Some may be called to serve as fact witnesses in court or para-court (e.g., arbitration) proceedings. Some may be called on to prepare analyses of an organization’s practices or to explain to management analyses prepared by others. They may be asked to work with and in support of the organization’s legal counsel, both in-house and outside, and other experts. It is incumbent on practitioners to be familiar with the ways in which such proceedings function, the nature of the fundamental rules that govern them, and the analytic structures in which I-O psychologists can, should, and often do have a central role.
This workshop is designed to help participants to be able to:
• Describe current issues in employment litigation and the general outline of the litigation life cycle
• Discuss what to expect in preparing legal defense or challenge of employment practices
• Explain the meaning of models of employment and organizational processes and how to define them
• Apply differing statistical models for analyzing various types of organizational processes and decision-making models
• Discuss issues affecting presentation of complex issues in the litigation context, including statistics, in testimony or written documents
• Differentiate roles of experts in assisting counsel
Tony P. Rosenstein is a partner in the Trial Department and the Employment Litigation section of the law firm of Baker Botts L.L.P. He received a BS from Renssalaer Polytechnic Institute (1967) and an MS in clinical psychology from Memphis State University (1969). Mr. Rosenstein received his JD (with honors) from the Bates College of Law (University of Houston, 1976). Mr. Rosenstein is engaged in the general practice of trial law with an emphasis on employment litigation, including the defense of employment discrimination, wrongful discharge, and related cases in the federal and state courts and administrative agencies, as well as counseling employers on all aspects of their relationships with employees and unions. Before entering the practice of law, Mr. Rosenstein practiced as a psychologist, specializing in the fields of testing, evaluation and behavior modification. He is a member of the State Bar of Texas and is admitted to practice before the Southern, Eastern, Western and Northern Districts of Texas, as well as before the Fifth Circuit Court of Appeals and the United States Supreme Court. Mr. Rosenstein is board certified in the area of labor law by the Texas Board of Legal Specialization.
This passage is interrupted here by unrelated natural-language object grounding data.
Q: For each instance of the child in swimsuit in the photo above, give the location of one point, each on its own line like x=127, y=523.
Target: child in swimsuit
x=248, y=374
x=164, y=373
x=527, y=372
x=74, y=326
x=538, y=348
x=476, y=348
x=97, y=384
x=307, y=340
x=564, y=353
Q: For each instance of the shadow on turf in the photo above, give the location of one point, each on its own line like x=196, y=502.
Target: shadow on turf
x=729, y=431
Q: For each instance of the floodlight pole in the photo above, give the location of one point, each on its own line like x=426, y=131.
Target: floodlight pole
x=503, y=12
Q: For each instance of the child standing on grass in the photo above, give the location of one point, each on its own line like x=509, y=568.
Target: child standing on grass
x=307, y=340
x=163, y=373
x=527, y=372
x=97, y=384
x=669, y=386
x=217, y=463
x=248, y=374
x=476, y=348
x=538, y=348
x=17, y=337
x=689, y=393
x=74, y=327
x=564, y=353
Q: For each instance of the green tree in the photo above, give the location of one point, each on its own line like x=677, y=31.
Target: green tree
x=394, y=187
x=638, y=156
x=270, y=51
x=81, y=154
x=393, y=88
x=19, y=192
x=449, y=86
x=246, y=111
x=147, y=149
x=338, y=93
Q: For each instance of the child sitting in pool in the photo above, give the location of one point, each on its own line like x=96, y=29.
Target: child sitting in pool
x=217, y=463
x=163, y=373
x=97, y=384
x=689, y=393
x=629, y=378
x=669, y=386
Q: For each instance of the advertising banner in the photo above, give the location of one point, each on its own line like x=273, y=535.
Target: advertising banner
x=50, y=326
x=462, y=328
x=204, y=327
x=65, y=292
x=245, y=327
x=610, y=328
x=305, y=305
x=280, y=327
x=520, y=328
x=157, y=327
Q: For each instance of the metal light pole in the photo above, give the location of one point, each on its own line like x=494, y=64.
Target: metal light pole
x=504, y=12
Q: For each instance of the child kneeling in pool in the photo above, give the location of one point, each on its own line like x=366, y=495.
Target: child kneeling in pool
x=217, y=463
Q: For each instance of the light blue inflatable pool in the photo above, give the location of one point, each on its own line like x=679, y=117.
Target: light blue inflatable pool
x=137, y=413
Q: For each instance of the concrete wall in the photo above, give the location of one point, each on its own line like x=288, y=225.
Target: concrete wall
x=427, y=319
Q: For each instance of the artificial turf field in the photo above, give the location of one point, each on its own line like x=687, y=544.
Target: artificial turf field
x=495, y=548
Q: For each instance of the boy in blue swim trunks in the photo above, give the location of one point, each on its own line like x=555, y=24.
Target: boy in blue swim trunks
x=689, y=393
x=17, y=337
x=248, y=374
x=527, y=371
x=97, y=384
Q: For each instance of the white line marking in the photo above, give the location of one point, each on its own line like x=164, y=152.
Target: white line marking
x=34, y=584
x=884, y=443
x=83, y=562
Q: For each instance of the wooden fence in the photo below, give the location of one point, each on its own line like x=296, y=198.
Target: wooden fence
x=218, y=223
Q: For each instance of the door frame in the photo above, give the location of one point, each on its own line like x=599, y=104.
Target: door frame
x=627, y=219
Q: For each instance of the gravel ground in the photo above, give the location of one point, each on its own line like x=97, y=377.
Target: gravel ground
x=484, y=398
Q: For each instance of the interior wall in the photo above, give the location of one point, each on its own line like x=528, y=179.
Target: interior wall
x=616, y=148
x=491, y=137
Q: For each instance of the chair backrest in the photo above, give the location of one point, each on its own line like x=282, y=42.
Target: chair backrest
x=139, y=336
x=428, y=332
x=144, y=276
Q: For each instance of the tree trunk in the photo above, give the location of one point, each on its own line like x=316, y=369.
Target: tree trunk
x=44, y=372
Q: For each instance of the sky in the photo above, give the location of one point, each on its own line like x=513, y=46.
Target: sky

Joan G. Haworth is a director of ERS Group, a SourceCorp company. She balances a full agenda of research, analysis, and expert witness testimony on employment discrimination cases and other matters. She has testified for both plaintiffs and defendants in over 65 employment cases, including Huguley v. General Motors Corp.; EEOC v. Sears, Roebuck & Co.; Penk v. Oregon State Board of Higher Education; Thomas v. Baker, III, Secretary, Department of State; AFCSME v. County of Nassau; Dukes v. Wal-Mart; Williams v. The Boeing Co.; and McReynolds v. Sodexho. She has also been involved in wage and hour matters in various state and federal courts, as well as multiple-district litigation. Dr. Haworth is a frequent presenter and participant in programs and mock trials for such groups as the American Bar Association, the American Employment Law Council, and the Practicing Law Institute. An author of over 30 publications and research papers, her articles appear in economic, statistical, and legal journals such as the American Economic Review, Proceedings of the American Statistical Association, Notre Dame Lawyer, and Employee Relations Law Journal. Her articles focus on the areas of employment discrimination and the economic status of women, subjects in which she is a well-known expert. Dr. Haworth is a former tenured faculty member in the Department of Economics at Florida State University and was the director of the Florida Census Processing Center.